Macro Brief #2: 2nd October 2025
Macro Brief #2: 2nd October 2025
U.S. equities extended gains on Thursday, demonstrating continued resilience despite the ongoing federal government shutdown. With the shutdown delaying the release of key labor market data, investors turned to private-sector indicators to gauge underlying employment trends.
ADP reported a net loss of 32,000 jobs in September, suggesting incremental softening in labor conditions. Vice President JD Vance warned that should the shutdown continue, it could necessitate government layoffs, further reinforcing expectations of a near-term Fed rate cut, potentially as early as the October meeting.
Factoring in expectations of another rate cut, the S&P 500 advanced 0.06%, while the Dow Jones Industrial Average and Nasdaq Composite added 0.17% and 0.37%, respectively.

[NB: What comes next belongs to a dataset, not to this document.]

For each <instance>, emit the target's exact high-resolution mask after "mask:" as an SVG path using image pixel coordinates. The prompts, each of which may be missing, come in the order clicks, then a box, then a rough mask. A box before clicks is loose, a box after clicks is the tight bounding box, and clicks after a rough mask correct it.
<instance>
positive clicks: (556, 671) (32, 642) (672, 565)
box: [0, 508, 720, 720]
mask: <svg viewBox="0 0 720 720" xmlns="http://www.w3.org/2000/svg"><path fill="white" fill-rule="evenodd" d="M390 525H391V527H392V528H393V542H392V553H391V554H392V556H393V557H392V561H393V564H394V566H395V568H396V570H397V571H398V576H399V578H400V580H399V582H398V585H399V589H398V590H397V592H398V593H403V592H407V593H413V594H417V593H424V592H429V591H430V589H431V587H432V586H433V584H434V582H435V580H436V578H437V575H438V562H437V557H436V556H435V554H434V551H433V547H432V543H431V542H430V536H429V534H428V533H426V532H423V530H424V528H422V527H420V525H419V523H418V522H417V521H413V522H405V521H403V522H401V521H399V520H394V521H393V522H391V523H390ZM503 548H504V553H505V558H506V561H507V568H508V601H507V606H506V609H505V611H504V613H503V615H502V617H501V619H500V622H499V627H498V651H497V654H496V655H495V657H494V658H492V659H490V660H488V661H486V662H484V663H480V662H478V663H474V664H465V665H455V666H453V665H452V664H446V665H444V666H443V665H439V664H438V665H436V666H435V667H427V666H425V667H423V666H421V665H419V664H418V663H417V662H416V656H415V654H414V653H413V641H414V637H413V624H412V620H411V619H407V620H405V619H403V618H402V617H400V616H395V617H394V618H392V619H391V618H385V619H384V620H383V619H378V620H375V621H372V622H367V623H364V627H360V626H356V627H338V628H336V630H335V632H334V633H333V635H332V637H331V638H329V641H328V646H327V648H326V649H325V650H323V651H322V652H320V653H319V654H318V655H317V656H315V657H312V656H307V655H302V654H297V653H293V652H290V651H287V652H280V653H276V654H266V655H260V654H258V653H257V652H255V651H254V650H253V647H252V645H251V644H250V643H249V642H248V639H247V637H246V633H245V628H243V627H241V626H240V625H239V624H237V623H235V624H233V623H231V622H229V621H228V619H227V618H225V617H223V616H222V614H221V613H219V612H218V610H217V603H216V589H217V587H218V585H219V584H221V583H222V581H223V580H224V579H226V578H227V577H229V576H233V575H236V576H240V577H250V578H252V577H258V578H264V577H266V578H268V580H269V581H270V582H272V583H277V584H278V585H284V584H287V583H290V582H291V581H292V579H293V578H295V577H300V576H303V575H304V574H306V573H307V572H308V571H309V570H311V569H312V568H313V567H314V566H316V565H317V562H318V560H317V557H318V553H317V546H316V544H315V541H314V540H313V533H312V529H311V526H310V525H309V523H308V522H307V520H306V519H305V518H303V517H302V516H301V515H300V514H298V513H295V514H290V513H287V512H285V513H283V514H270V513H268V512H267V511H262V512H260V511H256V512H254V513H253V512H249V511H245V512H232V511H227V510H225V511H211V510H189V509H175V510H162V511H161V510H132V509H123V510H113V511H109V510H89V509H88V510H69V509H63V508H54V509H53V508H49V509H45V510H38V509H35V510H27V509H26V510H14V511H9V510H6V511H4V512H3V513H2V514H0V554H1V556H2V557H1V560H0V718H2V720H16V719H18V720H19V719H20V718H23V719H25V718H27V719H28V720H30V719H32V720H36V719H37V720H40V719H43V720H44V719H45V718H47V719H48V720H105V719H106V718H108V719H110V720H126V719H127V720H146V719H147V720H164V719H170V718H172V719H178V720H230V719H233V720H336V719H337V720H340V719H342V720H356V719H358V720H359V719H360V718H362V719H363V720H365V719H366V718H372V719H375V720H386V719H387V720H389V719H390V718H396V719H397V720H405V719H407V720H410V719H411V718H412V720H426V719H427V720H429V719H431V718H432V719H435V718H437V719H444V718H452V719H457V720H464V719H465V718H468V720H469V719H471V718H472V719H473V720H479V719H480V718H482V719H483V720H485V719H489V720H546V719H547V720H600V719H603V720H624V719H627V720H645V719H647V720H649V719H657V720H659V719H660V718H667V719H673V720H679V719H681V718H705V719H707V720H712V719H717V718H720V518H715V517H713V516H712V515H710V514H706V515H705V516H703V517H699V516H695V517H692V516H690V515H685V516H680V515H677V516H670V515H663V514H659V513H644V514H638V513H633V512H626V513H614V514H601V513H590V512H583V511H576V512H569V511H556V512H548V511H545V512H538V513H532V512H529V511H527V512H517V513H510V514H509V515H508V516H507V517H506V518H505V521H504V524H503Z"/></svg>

Valuation concerns remain elevated, with the S&P 500 trading at a 27.6x PE, above the five-year average range of 19.5x–25.0x. Nonetheless, markets appear willing to look past stretched multiples amid rising conviction that monetary conditions will loosen further in the next fed meeting.
Meanwhile, the 10-year U.S. Treasury yield declined 37 bps to 4.09%, reflecting safe-haven demand and easing growth expectations. Meanwhile, the 2-year yield inched 17 bps higher to 3.54%, steepening the front end as investors priced in near-term policy volatility.
Commodities were mixed. Gold (-0.23%) and silver (-0.78%) softened amid a marginally firmer dollar, while copper (+1.24%) advanced on improving industrial demand sentiment. WTI crude (-1.81%) extended losses on renewed demand-side concerns and elevated inventory levels.